Weitere Evidenzen ergeben sich aus einem Trichogramm, das sich auch als ein wertvolles Hilfsmittel erweisen kann, wenn skeptische Besitzer davon überzeugt werden sollen, dass der Haarverlust bei ihrer Katze tatsächlich auf Overgrooming zurückzuführen ist und nicht etwa auf einen spontanen Haarverlust. Hierfür werden Haare aus den von Haarverlust betroffenen Körperregionen mit Hilfe einer Pinzette ausgezogen, parallel angeordnet in flüssiges Paraffin (Mineralöl) auf einen Objektträger gelegt, mit einem Deckglas abgedeckt und unter geringer sowie starker Vergrößerung mikroskopisch untersucht. Abgewinkelte und ausgefranste distale Haarenden sprechen für Overgrooming (Abbildung 4), während die distalen Haarenden bei spontanem Haarverlust eher spitz zulaufend sind. Auch die Untersuchung der Haarzwiebeln kann einige wertvolle Informationen liefern. So befinden sich bei der gesunden Katze 10-20 % der Haarfollikel in der anagenen Phase (aktives Wachstum) und 80-90 % in der telogenen Phase (Ruhephase) (Abbildung 5 und 6). Wenn in mehreren Proben 100 % der Haarfollikel in der telogenen Phase sind, weist dies auf einen spontanen Haarverlust und eine zugrunde liegende Ätiologie, wie zum Beispiel eine Endokrinopathie, ein telogenes Effluvium oder eine systemische Erkrankung hin.
Sobald die Diagnose Overgrooming bestätigt ist, muss die Ursache ermittelt werden, um eine wirksame Behandlung einleiten zu können.
Dieser initiale Schritt muss sehr sorgfältig und gewissenhaft erfolgen, da Überempfindlichkeit gegen Flöhe die häufigste Juck reizursache bei Katzen ist 7.
Ektoparasiten: Das Fell der Katze sollte über einem großen, weißen Blatt Papier gekämmt oder gebürstet werden, um nach Hinweisen auf Flöhe, Flohkot und Läuse zu suchen.
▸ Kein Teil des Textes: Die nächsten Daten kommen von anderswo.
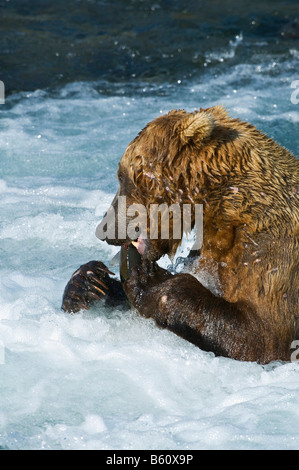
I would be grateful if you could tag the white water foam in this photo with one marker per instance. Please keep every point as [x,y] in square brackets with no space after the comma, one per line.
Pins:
[107,379]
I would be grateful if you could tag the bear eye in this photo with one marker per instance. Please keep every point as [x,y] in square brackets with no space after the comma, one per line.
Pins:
[121,177]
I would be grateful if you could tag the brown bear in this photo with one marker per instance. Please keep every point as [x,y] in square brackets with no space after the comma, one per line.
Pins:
[249,188]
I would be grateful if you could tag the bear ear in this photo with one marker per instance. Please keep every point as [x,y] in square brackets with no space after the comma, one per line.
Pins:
[195,127]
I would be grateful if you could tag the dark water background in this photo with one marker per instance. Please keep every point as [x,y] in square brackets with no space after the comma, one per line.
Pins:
[46,43]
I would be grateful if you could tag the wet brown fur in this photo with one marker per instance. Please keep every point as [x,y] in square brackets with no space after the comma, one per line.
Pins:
[249,186]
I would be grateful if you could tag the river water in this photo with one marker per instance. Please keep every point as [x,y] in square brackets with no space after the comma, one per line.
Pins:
[107,379]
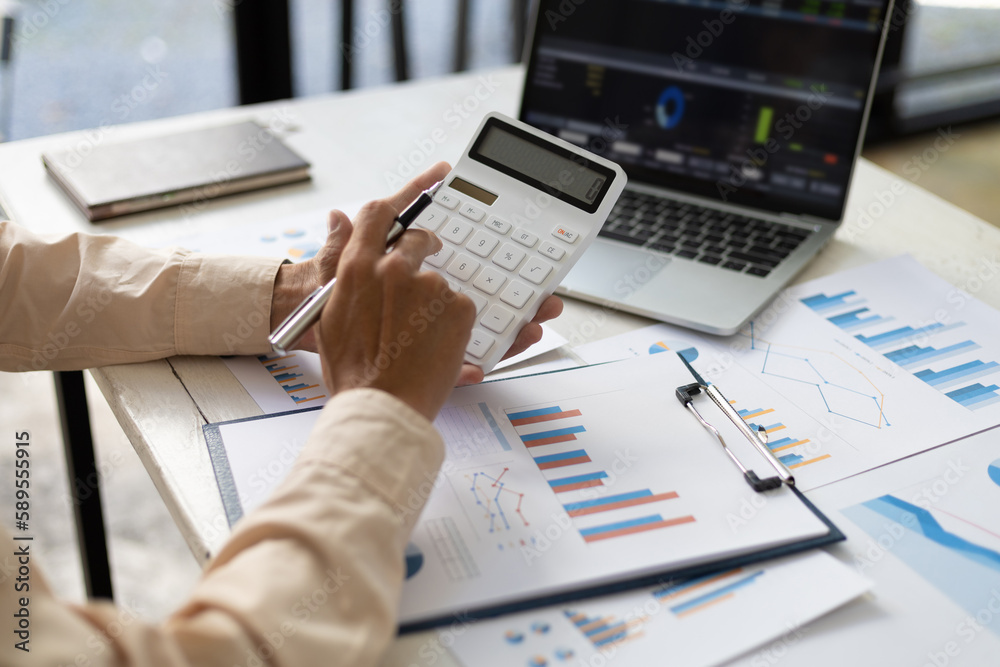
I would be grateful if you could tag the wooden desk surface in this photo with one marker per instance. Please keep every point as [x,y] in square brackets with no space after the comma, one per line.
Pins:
[361,144]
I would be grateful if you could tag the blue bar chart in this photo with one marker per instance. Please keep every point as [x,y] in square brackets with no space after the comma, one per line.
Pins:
[697,594]
[792,451]
[605,631]
[552,435]
[287,373]
[946,364]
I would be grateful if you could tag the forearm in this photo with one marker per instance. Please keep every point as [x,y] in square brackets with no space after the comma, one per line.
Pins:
[84,301]
[313,576]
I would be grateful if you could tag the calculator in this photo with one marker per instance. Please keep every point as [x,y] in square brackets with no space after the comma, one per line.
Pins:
[515,213]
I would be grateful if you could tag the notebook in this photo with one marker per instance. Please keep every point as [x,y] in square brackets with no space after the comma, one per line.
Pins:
[113,179]
[739,125]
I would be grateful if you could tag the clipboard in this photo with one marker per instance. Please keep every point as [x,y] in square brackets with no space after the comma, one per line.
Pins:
[486,544]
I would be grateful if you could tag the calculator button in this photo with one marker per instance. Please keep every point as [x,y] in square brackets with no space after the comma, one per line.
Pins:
[567,235]
[477,299]
[516,294]
[463,267]
[498,225]
[551,250]
[497,319]
[438,259]
[535,270]
[508,257]
[472,213]
[483,243]
[525,238]
[480,344]
[431,219]
[490,280]
[456,232]
[446,200]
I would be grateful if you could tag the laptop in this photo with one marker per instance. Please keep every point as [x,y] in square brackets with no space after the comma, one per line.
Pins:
[739,125]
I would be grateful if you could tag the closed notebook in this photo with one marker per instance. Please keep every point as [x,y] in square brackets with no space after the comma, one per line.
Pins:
[127,177]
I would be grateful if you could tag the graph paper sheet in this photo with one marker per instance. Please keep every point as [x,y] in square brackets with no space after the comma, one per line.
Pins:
[851,371]
[700,621]
[566,484]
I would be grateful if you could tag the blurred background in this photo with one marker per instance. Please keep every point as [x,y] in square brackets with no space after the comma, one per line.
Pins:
[76,64]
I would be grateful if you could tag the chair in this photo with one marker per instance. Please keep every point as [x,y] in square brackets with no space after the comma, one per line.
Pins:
[263,47]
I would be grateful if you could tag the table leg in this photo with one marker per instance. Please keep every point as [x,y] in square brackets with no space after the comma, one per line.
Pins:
[81,468]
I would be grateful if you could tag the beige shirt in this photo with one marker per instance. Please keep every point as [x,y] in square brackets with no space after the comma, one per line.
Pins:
[314,575]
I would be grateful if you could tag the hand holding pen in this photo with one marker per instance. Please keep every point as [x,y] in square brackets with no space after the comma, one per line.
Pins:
[529,335]
[307,314]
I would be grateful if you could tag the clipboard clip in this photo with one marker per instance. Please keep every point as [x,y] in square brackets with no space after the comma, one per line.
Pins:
[686,393]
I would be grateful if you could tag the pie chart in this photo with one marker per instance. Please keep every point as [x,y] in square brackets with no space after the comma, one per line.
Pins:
[688,353]
[670,108]
[994,472]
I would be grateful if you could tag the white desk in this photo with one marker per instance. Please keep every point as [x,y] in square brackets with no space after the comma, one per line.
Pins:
[354,141]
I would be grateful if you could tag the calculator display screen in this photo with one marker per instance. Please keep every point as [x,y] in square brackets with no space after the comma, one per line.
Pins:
[546,166]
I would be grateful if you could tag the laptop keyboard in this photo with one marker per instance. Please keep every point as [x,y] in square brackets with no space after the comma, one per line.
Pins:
[732,241]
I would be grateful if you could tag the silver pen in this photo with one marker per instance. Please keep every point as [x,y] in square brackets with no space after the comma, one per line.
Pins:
[307,314]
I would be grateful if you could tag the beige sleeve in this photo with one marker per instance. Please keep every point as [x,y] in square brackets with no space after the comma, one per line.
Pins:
[313,576]
[82,301]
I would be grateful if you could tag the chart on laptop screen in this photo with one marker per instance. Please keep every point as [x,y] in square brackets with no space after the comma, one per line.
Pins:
[722,99]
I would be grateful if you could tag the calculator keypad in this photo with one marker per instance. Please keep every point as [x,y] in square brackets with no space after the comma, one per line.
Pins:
[499,267]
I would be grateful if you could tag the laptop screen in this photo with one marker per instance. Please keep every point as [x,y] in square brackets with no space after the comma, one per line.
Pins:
[754,102]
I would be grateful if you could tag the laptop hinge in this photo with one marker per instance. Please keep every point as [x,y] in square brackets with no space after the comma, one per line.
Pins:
[809,221]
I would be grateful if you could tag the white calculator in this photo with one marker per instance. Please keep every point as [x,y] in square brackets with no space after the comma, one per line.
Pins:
[514,215]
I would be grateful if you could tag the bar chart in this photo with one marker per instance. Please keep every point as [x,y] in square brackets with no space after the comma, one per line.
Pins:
[794,452]
[301,385]
[606,631]
[922,349]
[698,594]
[552,435]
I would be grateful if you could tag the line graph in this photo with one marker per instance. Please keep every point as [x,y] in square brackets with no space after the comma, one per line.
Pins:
[840,386]
[908,347]
[498,509]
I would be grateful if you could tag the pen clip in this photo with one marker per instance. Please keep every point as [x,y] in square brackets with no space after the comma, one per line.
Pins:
[686,393]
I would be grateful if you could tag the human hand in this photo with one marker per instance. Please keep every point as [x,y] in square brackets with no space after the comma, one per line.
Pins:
[295,282]
[388,325]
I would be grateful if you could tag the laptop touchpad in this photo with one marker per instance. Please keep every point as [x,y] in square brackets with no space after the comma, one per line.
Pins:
[614,271]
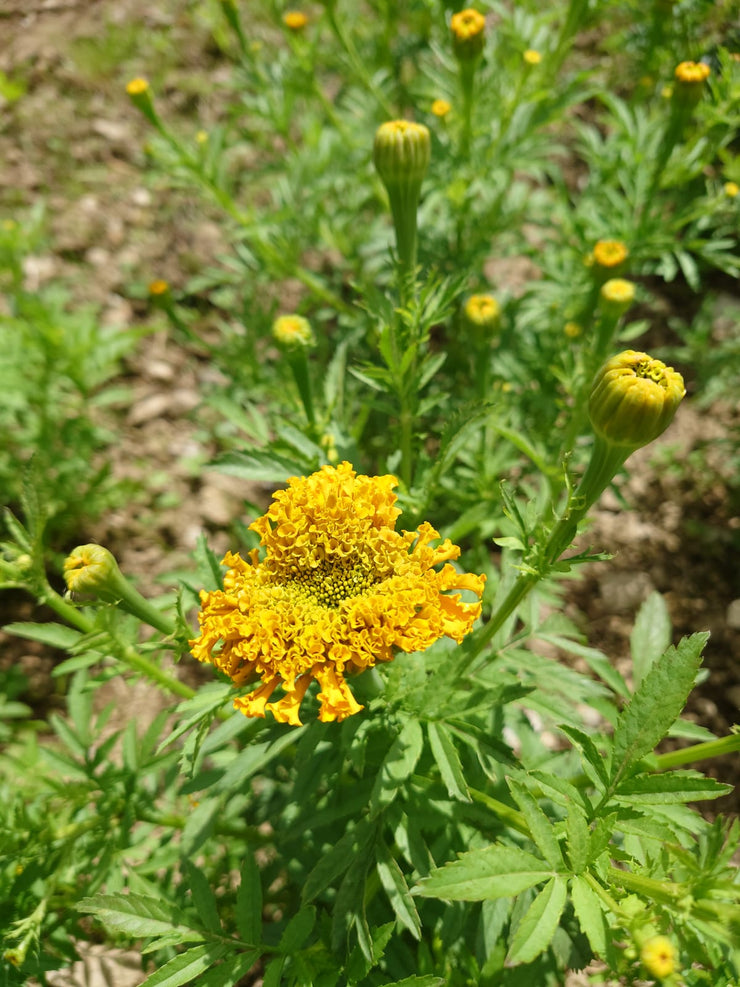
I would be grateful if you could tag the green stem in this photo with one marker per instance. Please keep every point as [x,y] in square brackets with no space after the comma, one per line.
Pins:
[698,752]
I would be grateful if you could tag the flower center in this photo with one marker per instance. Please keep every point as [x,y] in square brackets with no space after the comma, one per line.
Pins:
[331,583]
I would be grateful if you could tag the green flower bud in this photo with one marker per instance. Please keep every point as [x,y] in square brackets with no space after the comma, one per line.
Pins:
[91,571]
[401,153]
[633,399]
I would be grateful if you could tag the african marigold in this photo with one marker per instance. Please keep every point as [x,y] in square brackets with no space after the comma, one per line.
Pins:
[337,590]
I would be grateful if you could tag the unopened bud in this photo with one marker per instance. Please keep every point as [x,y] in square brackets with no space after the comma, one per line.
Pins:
[634,399]
[401,153]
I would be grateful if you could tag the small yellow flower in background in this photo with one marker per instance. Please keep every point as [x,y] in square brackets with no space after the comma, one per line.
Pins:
[137,86]
[337,591]
[483,312]
[295,20]
[634,398]
[692,73]
[440,107]
[616,296]
[293,331]
[658,955]
[468,33]
[609,253]
[159,287]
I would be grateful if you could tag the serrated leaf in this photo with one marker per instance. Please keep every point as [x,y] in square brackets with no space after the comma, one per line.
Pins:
[678,786]
[185,967]
[656,705]
[540,827]
[398,764]
[203,897]
[297,930]
[650,636]
[536,929]
[138,915]
[590,915]
[55,635]
[495,871]
[248,912]
[395,886]
[448,761]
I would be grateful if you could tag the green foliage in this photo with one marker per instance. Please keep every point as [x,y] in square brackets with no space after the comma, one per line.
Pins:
[502,811]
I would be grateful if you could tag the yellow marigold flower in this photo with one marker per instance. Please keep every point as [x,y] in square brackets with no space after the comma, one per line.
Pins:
[468,33]
[609,253]
[337,591]
[293,331]
[295,20]
[658,955]
[483,312]
[158,288]
[137,86]
[692,73]
[634,398]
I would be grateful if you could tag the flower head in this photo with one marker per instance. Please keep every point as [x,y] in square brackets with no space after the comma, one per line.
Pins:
[468,33]
[609,253]
[483,312]
[295,20]
[293,331]
[401,152]
[634,398]
[658,955]
[440,108]
[337,591]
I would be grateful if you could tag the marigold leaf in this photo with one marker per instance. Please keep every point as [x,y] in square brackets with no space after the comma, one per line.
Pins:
[495,871]
[448,761]
[656,704]
[590,915]
[678,786]
[536,929]
[185,967]
[398,764]
[395,886]
[650,636]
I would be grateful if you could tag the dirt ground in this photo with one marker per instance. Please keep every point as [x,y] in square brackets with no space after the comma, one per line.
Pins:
[73,141]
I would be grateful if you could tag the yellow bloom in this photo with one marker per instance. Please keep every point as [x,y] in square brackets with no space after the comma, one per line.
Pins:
[634,398]
[137,86]
[609,253]
[338,590]
[293,331]
[440,107]
[483,312]
[468,33]
[658,955]
[158,288]
[692,73]
[295,20]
Kammproben und Hautgeschabsel sollten in flüssigem Paraffin auf Cheyletiella spp., Otodectes spp., Demodex spp. und selten Notoedres spp. oder Sarcoptes spp. untersucht werden. Bei Befall mit Läusen und Cheyletiella spp. können im Trichogramm auch Eier an Haarschäften nachzuweisen sein (Abbildung 7).
Demodex gatoi, eine Demodexmilbe mit breitem, abgestumpftem Abdomen (Abbildung 8), kommt in einigen geographischen Regionen vor und kann Overgrooming bei Katzen hervorrufen. Im Unterschied zu D. cati besiedelt D. gatoi die oberflächlichen Hautschichten und kann daher sowohl in Klebestreifenabklatschproben als auch in oberflächlichen Hautgeschabseln zu finden sein. Aufgrund der geringen Größe und der Transparenz dieser Milben sollten die Proben mit dem 10-fachen Objektiv und bei schwacher Intensität der Lichtquelle untersucht werden, damit die Parasiten nicht übersehen werden. Da es infolge einer Entfernung der Milben durch das Overgrooming jedoch zu falsch negativen Ergebnissen kommen kann, sollten zusätzlich Hautgeschabsel auch in offensichtlich nicht betroffenen Arealen außerhalb der Reichweite der Katze genommen werden. Da es sich um ein kontagiöses Geschehen handelt, kann die Diagnose auch durch eine Untersuchung asymptomatischer Katzen mit Kontakt zum Patienten unterstützt werden. Nach oraler Aufnahme im Rahmen der Fellpflege können die Milben auch bei der parasitologischen Kotuntersuchung nachzuweisen sein. Wenn trotz des fehlenden Nachweises der Milben der Verdacht auf einen Befall mit D. gatoi besteht, kann eine akarizide Versuchsbehandlung durchgeführt werden. Im Idealfall verwendet man eine schwefelhaltige Waschlösung (2 %-iges Lime-Sulfur-Dip), die in dreimal jeweils wöchentlichem Abstand bei allen Katzen mit Kontakt zum betroffenen Patienten aufgetragen wird. Alternativ wird die orale Applikation von Ivermectin (0,2-0,3 mg/kg alle 24-48 h) beschrieben, diese Behandlung ist bei Katzen aber nicht zugelassen und geht mit der Gefahr einer Neurotoxizität einher 8 9 10.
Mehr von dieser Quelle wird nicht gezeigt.